Karine-Huang / T2I-CompBench

[Neurips 2023] T2I-CompBench: A Comprehensive Benchmark for Open-world Compositional Text-to-image Generation
https://arxiv.org/pdf/2307.06350.pdf
MIT License
214 stars 7 forks source link

About the GLIP install #3

Open superhero-7 opened 1 year ago

superhero-7 commented 1 year ago

I wonder the which pytorch version should be used. I install python 1.12.1 + cu113,but it fail in GLIP install. Error is: fatal error: THC/THC.h: No such file or directory; Any suggetions? Thanks in advance.

Karine-Huang commented 1 year ago

Thanks for the feedback! I have updated requirements.txt, and delete the GLIP install (-e git+https://github.com/microsoft/GLIP.git@24ec0ddd8c61534ad5b17e4144864df7003dc7ef#egg=maskrcnn_benchmark), try to " pip install -r requirements.txt ". By the way, torch version I use is 2.0.1. Please let me know if there is any problem.

superhero-7 commented 1 year ago

I see. I noticed you did not use GLIP, so I give up to install GLIP finally. By the way, pytorch 1.12.1 is also support the BLIP and CLIP. So far, I can use your code normally. Thanks for you nice job!

superhero-7 commented 1 year ago

By the way, why not use Grounding DINO as a detector?

Karine-Huang commented 1 year ago

Karine-Huang/T2I-CompBench#4 We try multi-modal models, such as miniGPT4, mPlug-Owl, MultiModal-GPT, InternChat, BLIP, may not perform well in spatial understanding. Therefore, a more accurate and intuitive approach like object detection is selected. UniDet is more suitable for the current task because of its strong performance on standard object detection benchmarks, like COCO and PASCAL VOC, makes it a suitable choice for tasks that require accurately detecting a wide range of objects. Other object detection might also be able to accomplish this task.

superhero-7 commented 1 year ago

Thank you! But I'm curious about recent developments, such as whether GroundingDINO would yield better results?
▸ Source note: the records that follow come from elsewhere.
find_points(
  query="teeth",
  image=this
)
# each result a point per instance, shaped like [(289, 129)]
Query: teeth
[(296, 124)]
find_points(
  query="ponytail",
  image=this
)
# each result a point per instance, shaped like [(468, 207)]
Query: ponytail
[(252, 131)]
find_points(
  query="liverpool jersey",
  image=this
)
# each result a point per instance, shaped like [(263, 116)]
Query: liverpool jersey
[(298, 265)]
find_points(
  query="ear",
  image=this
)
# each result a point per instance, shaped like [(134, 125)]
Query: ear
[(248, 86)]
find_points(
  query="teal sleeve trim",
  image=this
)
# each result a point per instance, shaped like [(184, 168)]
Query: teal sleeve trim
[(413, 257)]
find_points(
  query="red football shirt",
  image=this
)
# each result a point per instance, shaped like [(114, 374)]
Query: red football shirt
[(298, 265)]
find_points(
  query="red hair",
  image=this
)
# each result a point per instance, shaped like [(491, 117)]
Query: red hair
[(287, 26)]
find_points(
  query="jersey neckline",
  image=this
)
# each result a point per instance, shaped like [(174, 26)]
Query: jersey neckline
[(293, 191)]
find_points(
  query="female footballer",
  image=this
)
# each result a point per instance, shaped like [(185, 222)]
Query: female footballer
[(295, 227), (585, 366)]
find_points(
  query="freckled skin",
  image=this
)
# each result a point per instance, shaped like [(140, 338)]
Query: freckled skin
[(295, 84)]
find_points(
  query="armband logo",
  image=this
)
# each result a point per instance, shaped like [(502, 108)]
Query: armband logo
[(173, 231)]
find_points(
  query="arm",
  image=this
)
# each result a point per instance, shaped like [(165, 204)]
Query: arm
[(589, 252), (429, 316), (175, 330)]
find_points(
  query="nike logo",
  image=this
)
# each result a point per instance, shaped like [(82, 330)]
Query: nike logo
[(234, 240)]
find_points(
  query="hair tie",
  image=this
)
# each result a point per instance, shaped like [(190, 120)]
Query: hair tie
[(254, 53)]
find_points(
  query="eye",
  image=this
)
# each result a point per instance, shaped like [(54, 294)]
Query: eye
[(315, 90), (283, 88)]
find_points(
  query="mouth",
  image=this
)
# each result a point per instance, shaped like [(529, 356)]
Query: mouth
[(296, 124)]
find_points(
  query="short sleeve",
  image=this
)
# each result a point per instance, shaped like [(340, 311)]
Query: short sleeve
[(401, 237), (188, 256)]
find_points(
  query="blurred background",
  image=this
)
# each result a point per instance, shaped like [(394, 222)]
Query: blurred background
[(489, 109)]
Karine-Huang commented 12 months ago

Thanks for the question! The strengths of recent models often lie in their ability to ground visual elements effectively. However, when it comes to challenges in spatial relationships, the key factor often involves fundamental spatial relationship understanding (such as distinguishing the basic position, left, right, etc.). While a powerful detector can contribute to overall results, it's important to note that the primary challenge in spatial relationships still lies in the model's understanding rather than its detection ability. Of course, with more delicate and complex spatial relationships, powerful detectors have the potential to enhance overall performance in visual tasks.